Developing and presenting a character takes all the senses. It’s not just what they do and say, it’s how they are perceived. Getting that right on paper is not easy as a film or illustration. I have to give you what they see around them, and how they perceive the situation. Also, what others percieve them to be. That means I’m using words to give you a visual. Sort of like describing the color yellow.
Okay, not that abstract, but you get the picture.
I do have the advantage of knowing the character’s self-perception, and what they think and feel about the situation. That gives you a picture of the character far better than a photograph would.
In thinking about my character as a person, I got to thinking about the women in my family. Ranging from pioneers from the Old World to the New World, rulers who were beloved, commoners with pluck enough to capture the heart of a royal, those who walked out of their country keeping their family together even with nothing but the clothes on their backs, and (way back) the women who were badass enough to defeat the marauders who took advantage of the men of their village being away on a raid. More recently, those that kept house and home together during a Pandemic (1918), the Great Depression and World War II, forming unions and fighting for the jobs and better lives of others.
Mom had an idea of me being some sort of model little girl, though she’d given that up when I hit my teens, I think. I was handed down rules–rules I learned later not every woman in my family followed. Decorum was for other people. You make a move to survive and take your family with you.
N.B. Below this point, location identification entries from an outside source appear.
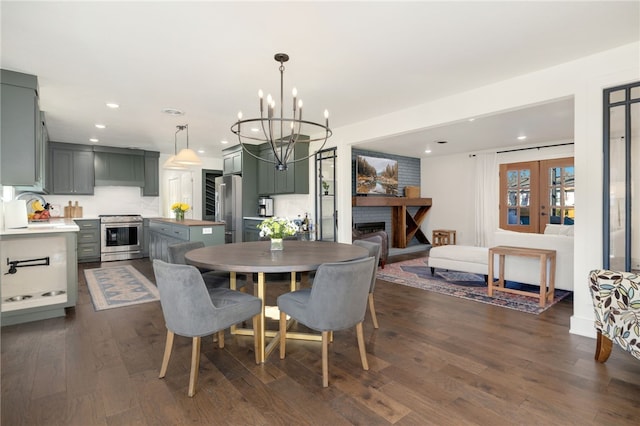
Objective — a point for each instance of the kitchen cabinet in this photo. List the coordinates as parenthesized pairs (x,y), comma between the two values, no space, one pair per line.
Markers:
(232,160)
(249,172)
(151,186)
(294,180)
(145,237)
(46,288)
(250,229)
(164,232)
(88,240)
(71,168)
(118,166)
(23,150)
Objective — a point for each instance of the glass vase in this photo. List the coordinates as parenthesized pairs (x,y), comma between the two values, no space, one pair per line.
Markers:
(277,244)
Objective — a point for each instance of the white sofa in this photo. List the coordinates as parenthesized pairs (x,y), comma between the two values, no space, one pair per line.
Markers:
(520,269)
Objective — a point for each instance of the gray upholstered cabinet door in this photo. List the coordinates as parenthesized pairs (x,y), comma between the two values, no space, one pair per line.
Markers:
(20,133)
(118,169)
(71,169)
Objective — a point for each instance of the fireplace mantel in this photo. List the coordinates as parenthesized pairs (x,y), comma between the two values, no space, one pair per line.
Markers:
(404,226)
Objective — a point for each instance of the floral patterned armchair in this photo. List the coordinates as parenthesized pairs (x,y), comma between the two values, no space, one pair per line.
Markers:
(616,302)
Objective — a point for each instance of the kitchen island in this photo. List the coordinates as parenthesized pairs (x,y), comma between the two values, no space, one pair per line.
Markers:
(40,275)
(164,232)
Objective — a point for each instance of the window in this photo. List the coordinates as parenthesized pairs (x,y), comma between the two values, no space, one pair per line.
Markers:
(535,193)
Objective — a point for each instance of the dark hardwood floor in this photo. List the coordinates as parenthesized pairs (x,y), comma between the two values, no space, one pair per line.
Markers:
(434,360)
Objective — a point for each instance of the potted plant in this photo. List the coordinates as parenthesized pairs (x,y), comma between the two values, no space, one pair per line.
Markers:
(277,228)
(179,209)
(325,186)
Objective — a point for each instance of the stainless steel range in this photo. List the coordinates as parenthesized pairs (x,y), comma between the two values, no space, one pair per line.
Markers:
(121,237)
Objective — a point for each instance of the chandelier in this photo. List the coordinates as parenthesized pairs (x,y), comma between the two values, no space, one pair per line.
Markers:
(186,157)
(280,133)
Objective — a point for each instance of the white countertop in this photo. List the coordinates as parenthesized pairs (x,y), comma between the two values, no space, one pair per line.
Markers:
(52,226)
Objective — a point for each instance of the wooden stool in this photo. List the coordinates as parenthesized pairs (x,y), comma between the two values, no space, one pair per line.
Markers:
(443,237)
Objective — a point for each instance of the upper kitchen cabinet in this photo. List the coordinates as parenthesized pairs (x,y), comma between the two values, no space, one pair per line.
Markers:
(232,160)
(23,151)
(118,166)
(71,168)
(151,186)
(237,162)
(294,180)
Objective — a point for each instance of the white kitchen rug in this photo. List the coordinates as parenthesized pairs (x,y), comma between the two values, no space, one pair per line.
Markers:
(118,286)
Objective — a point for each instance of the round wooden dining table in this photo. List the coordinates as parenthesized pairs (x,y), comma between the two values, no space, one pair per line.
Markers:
(257,256)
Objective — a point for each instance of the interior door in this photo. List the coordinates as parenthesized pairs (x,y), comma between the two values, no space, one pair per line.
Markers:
(557,192)
(519,197)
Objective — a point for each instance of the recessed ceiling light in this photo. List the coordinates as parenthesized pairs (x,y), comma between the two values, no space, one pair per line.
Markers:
(172,111)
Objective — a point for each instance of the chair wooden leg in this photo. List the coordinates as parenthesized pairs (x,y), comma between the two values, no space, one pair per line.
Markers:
(372,309)
(325,359)
(167,354)
(221,339)
(256,338)
(195,365)
(283,333)
(361,348)
(603,348)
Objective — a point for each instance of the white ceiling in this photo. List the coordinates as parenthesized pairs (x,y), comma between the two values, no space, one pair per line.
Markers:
(357,59)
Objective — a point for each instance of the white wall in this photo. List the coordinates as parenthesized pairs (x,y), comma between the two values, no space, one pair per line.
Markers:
(450,182)
(194,176)
(583,79)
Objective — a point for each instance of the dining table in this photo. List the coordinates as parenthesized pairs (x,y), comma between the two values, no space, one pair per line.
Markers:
(257,257)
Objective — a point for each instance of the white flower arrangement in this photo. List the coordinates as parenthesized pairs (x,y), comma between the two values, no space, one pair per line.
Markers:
(277,227)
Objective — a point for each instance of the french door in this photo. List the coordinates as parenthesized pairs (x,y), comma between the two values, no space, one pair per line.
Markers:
(621,186)
(535,193)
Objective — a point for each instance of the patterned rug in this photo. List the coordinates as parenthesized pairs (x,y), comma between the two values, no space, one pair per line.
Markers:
(416,273)
(117,286)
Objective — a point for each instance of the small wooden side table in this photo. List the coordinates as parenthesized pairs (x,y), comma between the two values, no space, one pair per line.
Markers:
(443,237)
(547,283)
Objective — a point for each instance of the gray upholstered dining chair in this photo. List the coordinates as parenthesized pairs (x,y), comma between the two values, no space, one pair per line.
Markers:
(337,300)
(192,310)
(212,279)
(374,245)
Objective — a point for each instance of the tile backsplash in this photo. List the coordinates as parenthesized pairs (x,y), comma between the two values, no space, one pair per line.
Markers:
(110,200)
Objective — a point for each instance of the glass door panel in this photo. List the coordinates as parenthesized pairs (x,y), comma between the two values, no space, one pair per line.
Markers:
(517,200)
(621,180)
(557,192)
(326,225)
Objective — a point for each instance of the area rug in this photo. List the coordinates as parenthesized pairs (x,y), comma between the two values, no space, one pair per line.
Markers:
(118,286)
(416,273)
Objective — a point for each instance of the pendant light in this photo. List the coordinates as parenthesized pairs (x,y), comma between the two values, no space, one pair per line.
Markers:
(170,164)
(187,157)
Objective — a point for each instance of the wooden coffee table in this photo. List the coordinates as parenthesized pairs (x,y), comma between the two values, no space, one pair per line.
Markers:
(547,283)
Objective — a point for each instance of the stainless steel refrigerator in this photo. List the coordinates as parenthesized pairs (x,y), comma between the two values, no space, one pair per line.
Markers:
(229,206)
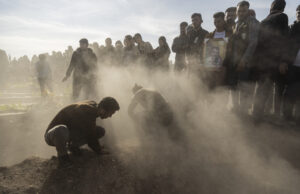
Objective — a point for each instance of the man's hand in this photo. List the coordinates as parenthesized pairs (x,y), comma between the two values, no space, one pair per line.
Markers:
(65,78)
(283,67)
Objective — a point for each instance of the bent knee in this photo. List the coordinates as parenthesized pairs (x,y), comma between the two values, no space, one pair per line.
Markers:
(100,132)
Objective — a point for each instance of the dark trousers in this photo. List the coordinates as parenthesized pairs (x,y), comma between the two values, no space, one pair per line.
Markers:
(59,136)
(45,84)
(292,92)
(266,83)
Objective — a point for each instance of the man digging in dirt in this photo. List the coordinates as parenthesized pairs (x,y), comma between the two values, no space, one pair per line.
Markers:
(75,125)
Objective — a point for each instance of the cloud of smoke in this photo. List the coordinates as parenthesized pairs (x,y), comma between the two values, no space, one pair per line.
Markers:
(220,153)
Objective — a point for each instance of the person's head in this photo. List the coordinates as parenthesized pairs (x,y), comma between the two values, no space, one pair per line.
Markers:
(42,57)
(136,88)
(107,107)
(128,41)
(118,44)
(83,43)
(242,11)
(278,5)
(108,42)
(183,26)
(95,45)
(138,38)
(215,51)
(298,13)
(197,20)
(162,41)
(230,15)
(219,21)
(252,13)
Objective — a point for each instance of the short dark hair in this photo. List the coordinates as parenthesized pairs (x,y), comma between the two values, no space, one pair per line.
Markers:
(196,15)
(184,24)
(136,88)
(243,4)
(231,9)
(109,104)
(42,56)
(83,41)
(219,15)
(128,37)
(137,35)
(278,5)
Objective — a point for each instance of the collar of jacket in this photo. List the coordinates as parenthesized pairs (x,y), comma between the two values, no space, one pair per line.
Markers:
(272,12)
(211,35)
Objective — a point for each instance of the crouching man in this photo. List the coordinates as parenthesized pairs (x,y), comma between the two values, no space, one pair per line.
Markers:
(75,125)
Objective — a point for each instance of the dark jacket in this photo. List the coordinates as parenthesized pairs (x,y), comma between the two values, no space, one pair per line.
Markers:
(294,40)
(272,48)
(80,119)
(83,63)
(161,56)
(196,42)
(179,46)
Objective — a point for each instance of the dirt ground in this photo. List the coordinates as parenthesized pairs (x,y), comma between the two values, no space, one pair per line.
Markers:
(136,171)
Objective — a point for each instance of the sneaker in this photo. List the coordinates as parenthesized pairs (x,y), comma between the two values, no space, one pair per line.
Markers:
(75,151)
(64,161)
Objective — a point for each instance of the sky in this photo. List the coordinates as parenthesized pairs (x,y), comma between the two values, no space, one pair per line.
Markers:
(30,27)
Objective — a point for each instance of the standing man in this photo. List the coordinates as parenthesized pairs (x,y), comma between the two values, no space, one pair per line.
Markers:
(44,75)
(119,50)
(145,51)
(272,58)
(292,94)
(180,46)
(214,75)
(230,17)
(196,35)
(83,65)
(109,52)
(130,51)
(75,125)
(240,52)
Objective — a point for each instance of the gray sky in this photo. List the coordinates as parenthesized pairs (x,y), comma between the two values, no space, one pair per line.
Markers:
(35,26)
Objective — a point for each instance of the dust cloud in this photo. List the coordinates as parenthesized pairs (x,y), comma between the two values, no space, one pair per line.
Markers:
(220,152)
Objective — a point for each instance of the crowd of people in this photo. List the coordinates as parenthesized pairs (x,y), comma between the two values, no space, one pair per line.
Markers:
(242,54)
(250,58)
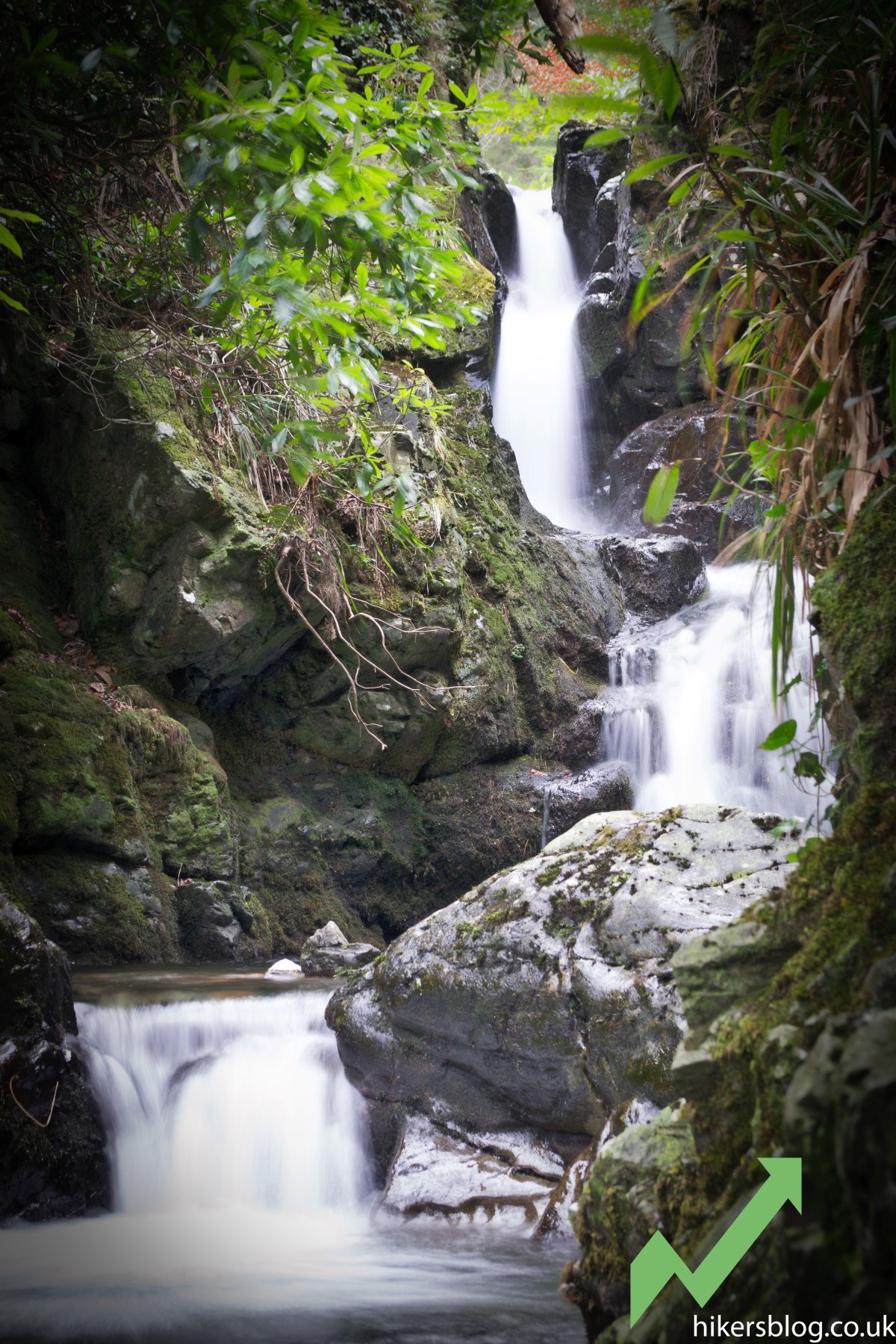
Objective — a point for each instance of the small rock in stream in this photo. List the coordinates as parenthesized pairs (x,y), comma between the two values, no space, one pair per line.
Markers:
(284,969)
(328,952)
Stories of surviving something are important to me. I think all of us have our own trial by fire to walk through, and there’s certainly more than one in my own life–two break ups with significant others, overcoming my own demons, trying to figure out all of what I was in comparison of what I “ought to be” according to my folks.
Laurel Thatcher Ulrich said, “Well behaved women seldom make history.”
And what a boring heroine a well behaved woman would make! I want flaws, gripes, annoyances, overreacting, throwing caution to the wind. If everything is “just so” it’s antiseptic and leaves no room for the important things–like growth.
So while I’m writing, I’m focusing on my characters growing, reaching deep inside and finding the moments I grew–all painful in their own way–and finding where my characters grow into heroes or villians.
Spellbinder was the start for Britta and Bodhi. They must go beyond what they were to get to the other side of this follow up I’m writing. They have to be ready for the third book and all that they’ll have to deal with.
Through it all, they will experience life. And breaking the rules.